London monthly journal

The Metropolitan: A monthly journal of literature, science, and the fine arts was a London monthly journal inaugurated in May 1831, originally edited by Thomas Campbell. It was then published by James Cochrane.

The Metropolitan Magazine was issued in three annual volumes of four monthly issues through May 1850, number 229, the first issue of volume 58. After one year, it was published by Saunders and Otley of Conduit Street for 15 years from May 1832 to April 1847 (volumes 4–48).

==Editors==

Campbell and Cyrus Redding were the first editors of the Metropolitan. Frederick Marryat became editor in 1832. From vol. 6 (1833) onwards the magazine went under the name The Metropolitan Magazine.
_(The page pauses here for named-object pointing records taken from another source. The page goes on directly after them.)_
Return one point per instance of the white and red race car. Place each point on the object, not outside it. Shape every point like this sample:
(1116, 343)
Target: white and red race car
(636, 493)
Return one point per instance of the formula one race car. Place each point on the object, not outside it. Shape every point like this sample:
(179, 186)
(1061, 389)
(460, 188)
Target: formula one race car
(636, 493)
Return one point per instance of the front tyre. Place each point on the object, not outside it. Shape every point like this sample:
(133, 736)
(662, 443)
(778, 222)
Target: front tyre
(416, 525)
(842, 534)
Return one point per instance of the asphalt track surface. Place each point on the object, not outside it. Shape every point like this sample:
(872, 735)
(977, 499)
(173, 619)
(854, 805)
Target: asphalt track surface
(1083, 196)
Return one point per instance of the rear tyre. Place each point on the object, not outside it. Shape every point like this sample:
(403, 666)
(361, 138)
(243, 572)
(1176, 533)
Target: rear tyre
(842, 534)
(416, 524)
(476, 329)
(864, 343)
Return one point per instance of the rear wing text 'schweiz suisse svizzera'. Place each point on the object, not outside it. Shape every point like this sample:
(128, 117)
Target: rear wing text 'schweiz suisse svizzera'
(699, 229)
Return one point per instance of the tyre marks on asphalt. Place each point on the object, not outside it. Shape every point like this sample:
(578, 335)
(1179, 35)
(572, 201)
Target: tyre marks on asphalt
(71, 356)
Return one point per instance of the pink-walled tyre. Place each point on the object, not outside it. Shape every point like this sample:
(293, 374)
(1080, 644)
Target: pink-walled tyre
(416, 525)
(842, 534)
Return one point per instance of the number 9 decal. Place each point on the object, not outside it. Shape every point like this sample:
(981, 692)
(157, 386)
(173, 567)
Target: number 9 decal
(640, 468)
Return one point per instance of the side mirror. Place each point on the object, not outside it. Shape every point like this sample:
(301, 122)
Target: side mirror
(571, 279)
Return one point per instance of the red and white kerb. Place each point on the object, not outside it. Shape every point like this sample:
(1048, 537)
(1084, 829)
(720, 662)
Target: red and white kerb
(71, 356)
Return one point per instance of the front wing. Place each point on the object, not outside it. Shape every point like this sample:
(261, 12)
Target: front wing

Marryat appointed the novelist Edward Howard (1793–1841) as a sub-editor in 1833: Howard serialized his semi-autobiographical Life of a Sub-Editor in the Metropolitan in 1834. Though Marryat resigned the editorship in 1835, he kept a connection with the Metropolitan for another year.

==Contributors==

Contributors included the poet and novelist James Hogg (1770 - 1835), who lodged with Cochrane and worked in the magazine's office during his time in London in 1832, the poet Maria Abdy (c. 1800–1867), the novelist and poet Isa Blagden (1816/17–1873), Eliza Cook, Antonio Gallenga, the mesmerist Spencer Timothy Hall (1812–1885), Hargrave Jennings (1817?–1890), the philosopher Thomas Charles Morgan (c. 1780–1843), and the poet and novelist Annie Tinsley (1808–1885). Frederick Crouch, musician and composer (1808–1896), was the music reviewer until he emigrated to the United States in 1849. The magazine ceased publication in 1850.